Education
- Licence de Concerts, Paris Ecole Normale de Musique, 1973
- Premier Prix de Virtuosite avec distinction, Geneva Conservatory, 1977
Jean-Louis Haguenauer is professor of music in piano at the Indiana University Jacobs School of Music, where he has been on faculty since 1998. He was previously professor of piano at the Strasbourg Conservatory in France.
Haguenauer has performed extensively throughout Europe, the United States, and Asia. He has appeared as a soloist on virtually every important concert series in France and has performed regularly on Radio France and French national television. He has also participated in numerous summer festivals, including La Roque d’Anthéron, Radio-France Montpellier, Jacobins de Toulouse, Orangerie de Sceaux, les Arcs, Library of Congress Summer Chamber Festival, Indiana University Summer Music, and Kreeger Museum Chamber Festival.
As a chamber musician, Haguenauer has collaborated with the Fine Arts, Ébène, and Pacifica quartets, Percussions de Strasbourg, Ensemble Accroche-Notes, and a host of distinguished instrumentalists and vocalists. He is a founding member of the Galpérine-Tsan-Haguenauer Piano Trio, launched in Paris in 1988. From 1991 to 1997, he was a member of the Florence Gould Hall Chamber Players, and from 2003 to 2007, he was the pianist of the American Chamber Players.
He graduated from the École Normale de Musique in Paris and the Geneva Conservatory, with Germaine Mounier, Louis Hiltbrand, and Jean Fassina as his principal mentors. In addition to piano studies, he pursued composition and musical analysis with such luminaries as Nadia Boulanger and Henri Dutilleux. He is a Yehudi Menuhin Foundation Prize winner.

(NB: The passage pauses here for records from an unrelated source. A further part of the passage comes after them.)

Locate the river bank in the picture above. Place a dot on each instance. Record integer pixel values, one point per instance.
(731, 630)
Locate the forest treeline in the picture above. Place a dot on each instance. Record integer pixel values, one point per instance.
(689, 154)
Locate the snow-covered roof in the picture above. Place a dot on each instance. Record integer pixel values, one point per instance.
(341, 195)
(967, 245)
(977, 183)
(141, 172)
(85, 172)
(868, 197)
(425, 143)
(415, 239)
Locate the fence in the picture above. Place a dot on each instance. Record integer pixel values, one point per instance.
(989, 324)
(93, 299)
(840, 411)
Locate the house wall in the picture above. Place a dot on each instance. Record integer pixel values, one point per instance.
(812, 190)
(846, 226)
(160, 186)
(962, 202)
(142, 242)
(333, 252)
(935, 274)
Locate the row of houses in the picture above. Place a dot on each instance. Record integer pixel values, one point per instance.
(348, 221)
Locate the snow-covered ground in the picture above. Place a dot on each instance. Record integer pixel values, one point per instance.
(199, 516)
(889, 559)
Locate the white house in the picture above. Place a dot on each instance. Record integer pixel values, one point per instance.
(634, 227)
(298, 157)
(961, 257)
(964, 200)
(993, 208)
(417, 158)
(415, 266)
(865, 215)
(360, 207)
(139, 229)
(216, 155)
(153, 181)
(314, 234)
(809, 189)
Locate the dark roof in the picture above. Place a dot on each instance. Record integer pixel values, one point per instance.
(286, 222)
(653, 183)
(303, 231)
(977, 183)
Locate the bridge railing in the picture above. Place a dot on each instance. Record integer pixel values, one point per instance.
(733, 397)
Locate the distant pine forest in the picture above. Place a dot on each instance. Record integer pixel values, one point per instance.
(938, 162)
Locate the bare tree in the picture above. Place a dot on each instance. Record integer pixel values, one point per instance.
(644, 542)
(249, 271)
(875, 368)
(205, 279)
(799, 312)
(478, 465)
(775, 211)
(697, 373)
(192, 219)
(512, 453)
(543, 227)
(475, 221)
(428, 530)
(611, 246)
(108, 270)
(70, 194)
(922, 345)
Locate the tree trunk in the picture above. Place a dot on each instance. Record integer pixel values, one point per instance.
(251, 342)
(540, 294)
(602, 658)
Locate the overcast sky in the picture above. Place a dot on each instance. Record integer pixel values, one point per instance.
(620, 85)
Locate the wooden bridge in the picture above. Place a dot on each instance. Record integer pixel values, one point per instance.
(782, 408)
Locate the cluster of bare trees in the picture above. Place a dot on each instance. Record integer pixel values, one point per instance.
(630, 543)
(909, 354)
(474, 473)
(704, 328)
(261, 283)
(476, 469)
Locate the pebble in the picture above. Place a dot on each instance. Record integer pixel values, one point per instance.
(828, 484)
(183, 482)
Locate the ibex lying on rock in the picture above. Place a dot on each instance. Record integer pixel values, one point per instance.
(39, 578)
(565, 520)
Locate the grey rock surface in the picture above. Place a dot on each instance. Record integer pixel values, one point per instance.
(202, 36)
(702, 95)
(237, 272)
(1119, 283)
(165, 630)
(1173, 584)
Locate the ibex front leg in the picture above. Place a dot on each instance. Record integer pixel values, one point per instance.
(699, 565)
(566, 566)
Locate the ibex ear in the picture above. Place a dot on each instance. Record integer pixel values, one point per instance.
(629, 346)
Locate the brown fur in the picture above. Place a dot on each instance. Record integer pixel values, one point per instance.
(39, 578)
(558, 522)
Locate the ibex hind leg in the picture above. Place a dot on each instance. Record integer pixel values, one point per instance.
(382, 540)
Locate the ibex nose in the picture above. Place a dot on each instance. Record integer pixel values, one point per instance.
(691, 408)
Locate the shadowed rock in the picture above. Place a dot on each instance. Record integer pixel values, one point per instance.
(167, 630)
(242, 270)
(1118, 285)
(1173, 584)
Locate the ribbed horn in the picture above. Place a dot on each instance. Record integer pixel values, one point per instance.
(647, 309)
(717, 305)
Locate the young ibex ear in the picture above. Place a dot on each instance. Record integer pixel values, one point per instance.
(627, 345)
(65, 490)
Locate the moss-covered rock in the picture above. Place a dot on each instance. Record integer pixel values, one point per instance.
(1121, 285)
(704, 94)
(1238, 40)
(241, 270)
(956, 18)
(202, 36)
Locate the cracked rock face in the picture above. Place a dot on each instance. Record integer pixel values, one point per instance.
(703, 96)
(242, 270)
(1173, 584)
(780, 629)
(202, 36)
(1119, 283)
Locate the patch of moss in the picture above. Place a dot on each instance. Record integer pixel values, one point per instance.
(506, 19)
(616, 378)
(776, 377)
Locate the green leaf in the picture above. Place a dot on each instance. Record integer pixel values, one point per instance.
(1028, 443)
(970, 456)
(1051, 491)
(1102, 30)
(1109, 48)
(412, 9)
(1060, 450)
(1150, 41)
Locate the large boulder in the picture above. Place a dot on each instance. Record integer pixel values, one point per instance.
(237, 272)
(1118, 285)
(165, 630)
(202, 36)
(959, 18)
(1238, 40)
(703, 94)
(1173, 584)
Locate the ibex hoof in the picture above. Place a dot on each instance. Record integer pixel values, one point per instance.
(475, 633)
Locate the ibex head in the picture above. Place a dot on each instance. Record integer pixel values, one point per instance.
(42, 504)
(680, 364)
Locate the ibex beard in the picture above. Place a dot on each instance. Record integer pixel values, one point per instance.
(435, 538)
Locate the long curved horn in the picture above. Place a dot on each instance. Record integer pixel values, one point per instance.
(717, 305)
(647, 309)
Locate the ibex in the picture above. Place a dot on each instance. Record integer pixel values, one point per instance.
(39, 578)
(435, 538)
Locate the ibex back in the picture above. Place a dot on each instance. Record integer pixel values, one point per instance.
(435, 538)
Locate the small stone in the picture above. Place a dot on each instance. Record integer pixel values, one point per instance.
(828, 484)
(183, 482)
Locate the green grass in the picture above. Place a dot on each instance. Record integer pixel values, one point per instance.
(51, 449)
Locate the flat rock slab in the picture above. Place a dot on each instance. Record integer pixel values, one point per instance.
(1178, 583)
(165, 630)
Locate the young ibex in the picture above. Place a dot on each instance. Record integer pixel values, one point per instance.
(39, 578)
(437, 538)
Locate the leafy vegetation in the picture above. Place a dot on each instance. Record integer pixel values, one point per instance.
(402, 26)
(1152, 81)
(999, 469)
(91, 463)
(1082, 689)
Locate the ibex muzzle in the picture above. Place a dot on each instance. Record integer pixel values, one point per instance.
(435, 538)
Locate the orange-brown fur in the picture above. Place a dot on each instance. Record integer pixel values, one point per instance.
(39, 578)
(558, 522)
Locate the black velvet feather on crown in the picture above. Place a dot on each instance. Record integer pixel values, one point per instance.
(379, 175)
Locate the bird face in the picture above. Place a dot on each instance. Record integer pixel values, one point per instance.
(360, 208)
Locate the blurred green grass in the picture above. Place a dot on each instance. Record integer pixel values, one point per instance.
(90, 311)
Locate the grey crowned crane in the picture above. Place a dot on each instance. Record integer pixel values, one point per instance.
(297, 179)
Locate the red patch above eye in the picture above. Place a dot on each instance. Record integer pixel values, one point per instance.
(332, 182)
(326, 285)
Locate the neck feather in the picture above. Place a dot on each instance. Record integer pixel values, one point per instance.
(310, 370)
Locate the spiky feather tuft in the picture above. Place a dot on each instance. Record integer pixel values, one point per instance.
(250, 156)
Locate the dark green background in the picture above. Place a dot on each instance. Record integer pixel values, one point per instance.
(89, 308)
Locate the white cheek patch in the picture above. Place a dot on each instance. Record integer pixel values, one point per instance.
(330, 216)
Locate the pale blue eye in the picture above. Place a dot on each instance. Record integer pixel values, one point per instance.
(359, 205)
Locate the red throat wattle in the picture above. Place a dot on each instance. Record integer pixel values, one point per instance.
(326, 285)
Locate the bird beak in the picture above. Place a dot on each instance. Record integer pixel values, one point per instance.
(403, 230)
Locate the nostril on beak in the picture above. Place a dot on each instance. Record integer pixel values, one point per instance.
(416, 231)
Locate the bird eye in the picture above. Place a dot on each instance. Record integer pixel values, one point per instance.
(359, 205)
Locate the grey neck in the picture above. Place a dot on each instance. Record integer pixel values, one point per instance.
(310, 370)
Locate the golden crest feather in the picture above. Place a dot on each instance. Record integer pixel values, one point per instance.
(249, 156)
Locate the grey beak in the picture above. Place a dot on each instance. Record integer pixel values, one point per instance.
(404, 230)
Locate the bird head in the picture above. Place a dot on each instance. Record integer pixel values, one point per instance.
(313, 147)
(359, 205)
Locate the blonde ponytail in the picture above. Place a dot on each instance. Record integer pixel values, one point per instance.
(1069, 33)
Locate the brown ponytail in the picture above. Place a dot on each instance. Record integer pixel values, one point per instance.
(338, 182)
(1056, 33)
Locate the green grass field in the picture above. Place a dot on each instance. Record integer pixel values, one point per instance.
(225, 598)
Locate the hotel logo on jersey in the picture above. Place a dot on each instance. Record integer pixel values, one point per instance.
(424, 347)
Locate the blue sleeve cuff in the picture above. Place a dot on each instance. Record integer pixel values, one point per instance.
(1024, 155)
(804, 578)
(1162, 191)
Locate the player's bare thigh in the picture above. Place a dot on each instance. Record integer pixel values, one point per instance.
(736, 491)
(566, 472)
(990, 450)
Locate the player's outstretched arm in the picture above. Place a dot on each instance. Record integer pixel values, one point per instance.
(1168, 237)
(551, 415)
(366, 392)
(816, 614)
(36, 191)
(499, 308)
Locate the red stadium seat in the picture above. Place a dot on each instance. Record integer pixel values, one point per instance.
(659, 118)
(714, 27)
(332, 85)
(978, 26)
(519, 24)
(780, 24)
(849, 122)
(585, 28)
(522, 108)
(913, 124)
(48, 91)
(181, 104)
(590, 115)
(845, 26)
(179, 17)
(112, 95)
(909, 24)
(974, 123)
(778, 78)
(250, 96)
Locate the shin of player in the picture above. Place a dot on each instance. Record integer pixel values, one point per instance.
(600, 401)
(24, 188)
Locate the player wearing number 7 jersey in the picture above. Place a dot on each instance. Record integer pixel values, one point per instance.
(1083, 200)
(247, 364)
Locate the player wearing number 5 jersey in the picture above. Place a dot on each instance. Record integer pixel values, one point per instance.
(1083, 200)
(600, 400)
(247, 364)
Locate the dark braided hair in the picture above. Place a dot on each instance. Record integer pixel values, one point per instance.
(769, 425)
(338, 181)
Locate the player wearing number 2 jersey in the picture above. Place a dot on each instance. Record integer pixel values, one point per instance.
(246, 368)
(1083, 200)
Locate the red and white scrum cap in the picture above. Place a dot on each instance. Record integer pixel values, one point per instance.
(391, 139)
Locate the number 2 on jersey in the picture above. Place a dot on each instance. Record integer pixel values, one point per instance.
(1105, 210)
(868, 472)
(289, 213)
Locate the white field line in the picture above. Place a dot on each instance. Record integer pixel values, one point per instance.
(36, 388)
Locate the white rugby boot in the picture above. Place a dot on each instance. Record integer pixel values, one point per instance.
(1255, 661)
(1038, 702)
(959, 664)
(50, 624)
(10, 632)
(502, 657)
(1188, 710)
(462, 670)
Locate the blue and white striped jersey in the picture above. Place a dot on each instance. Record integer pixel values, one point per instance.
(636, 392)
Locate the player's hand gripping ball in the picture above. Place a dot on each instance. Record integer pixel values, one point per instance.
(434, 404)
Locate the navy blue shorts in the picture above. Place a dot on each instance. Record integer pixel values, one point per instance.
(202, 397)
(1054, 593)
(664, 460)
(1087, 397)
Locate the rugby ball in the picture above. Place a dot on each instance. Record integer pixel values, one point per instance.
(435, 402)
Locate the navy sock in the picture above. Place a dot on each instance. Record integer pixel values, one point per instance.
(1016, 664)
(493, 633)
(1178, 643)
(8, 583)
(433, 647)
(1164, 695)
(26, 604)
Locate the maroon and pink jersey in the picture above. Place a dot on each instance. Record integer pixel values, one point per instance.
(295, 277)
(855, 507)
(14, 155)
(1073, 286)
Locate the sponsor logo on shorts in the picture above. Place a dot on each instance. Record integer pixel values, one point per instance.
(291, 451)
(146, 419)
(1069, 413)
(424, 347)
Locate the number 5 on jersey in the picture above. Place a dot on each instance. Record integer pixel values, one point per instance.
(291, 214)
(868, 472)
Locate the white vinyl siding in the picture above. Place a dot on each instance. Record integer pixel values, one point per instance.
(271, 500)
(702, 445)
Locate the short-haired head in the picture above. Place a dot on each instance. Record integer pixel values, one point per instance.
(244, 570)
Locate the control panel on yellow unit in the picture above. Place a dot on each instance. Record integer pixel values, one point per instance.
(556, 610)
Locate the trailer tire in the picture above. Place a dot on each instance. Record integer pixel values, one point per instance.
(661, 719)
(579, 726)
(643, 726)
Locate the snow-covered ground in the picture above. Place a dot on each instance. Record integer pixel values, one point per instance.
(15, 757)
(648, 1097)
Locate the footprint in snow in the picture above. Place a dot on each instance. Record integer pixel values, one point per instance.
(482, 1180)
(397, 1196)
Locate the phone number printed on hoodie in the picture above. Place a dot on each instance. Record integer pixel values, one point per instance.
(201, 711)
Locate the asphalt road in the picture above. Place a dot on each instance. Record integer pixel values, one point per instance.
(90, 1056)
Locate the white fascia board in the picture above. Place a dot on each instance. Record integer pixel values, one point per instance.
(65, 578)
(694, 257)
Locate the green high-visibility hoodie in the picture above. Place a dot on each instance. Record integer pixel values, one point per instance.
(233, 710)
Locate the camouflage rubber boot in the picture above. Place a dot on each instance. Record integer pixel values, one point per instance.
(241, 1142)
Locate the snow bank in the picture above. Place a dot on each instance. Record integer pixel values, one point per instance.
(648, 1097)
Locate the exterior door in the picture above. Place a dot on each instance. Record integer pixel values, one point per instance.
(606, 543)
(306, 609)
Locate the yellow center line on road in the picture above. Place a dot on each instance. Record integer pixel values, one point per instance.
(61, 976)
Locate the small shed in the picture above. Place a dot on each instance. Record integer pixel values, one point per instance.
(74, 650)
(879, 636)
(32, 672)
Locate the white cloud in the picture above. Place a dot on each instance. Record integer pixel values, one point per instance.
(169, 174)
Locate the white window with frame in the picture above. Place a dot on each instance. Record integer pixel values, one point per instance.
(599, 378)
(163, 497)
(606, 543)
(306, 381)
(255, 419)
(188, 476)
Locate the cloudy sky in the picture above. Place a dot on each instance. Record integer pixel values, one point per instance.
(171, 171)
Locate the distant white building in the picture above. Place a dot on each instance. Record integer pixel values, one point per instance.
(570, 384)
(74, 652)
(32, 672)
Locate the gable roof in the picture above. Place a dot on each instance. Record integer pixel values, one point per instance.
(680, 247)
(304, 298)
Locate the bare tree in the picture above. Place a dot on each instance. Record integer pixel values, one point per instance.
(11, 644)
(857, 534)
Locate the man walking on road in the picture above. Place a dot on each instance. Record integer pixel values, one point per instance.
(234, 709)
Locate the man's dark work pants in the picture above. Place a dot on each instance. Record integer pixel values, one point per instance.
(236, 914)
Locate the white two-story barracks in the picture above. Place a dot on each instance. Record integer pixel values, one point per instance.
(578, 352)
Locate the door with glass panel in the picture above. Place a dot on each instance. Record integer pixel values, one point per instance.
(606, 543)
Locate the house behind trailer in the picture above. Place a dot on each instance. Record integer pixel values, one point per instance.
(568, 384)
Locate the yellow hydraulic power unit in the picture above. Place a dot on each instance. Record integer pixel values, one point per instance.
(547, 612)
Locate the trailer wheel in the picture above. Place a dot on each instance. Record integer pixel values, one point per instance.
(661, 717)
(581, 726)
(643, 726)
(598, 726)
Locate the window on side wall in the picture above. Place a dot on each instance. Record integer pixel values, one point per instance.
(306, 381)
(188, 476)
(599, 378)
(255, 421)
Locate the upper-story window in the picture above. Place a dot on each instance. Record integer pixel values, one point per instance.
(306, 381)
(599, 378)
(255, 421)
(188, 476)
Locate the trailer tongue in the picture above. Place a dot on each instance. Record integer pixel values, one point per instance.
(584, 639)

Haguenauer has recorded the bulk of Debussy’s piano music, solo repertoire by Schumann and Liszt (transcriptions of Beethoven’s first and second symphonies), and chamber music by Weber, Bloch, Berlioz, Ropartz, Stravinsky, and Denisov. His four-CD complete recording of Debussy’s melodies with some of the best French singers of the time was released as a celebration of Debussy’s one-hundred fiftieth birthday. The project was supported in part by an IU New Frontiers in the Arts and Humanities grant.